The trend in violent crime runs counter to property crime -- burglaries, larcenies and auto thefts. Property crime numbers in Little Rock, with just over 10,000 incidents through October, are on a similar pace as last year, which saw a 10-year low of 12,203.

The dramatic drop may also have something to do with the covid-19 pandemic and people being on their property a lot more, according to Clark.

"It is more than likely a direct result of the pandemic," Clark said. "Basically, most people have been home since March, so it has made it a lot more difficult to steal, as property crimes are usually crimes of opportunity."

The violent crime problem is not isolated to Little Rock. Across the river, North Little Rock has broken a 10-year high for homicides with 18, including two double homicides.

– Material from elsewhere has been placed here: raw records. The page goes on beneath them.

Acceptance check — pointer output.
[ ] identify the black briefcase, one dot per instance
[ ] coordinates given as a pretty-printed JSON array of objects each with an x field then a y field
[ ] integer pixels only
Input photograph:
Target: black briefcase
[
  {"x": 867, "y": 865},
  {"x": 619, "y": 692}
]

The increase cannot be easily predicted, according to police spokesman officer Joe Green, because homicides don't usually follow a pattern.

"Being a homicide detective for 10 years prior to taking over this job, you never know what goes into somebody's mind when they commit a homicide," Green said. "Just looking at these [2020 homicides], these are just one-offs. There's no pattern to say 'hey, this is what's going on,' and the areas they're occurring in are all over the city. You can't put a definitive answer on why."

Both Clark and Green echoed the idea that most violent crimes are committed by people who know the victims.

"Most crimes are opportunistic. They just happen," Green said. "Most crimes that do occur, most people know each other, and that's just the way it is."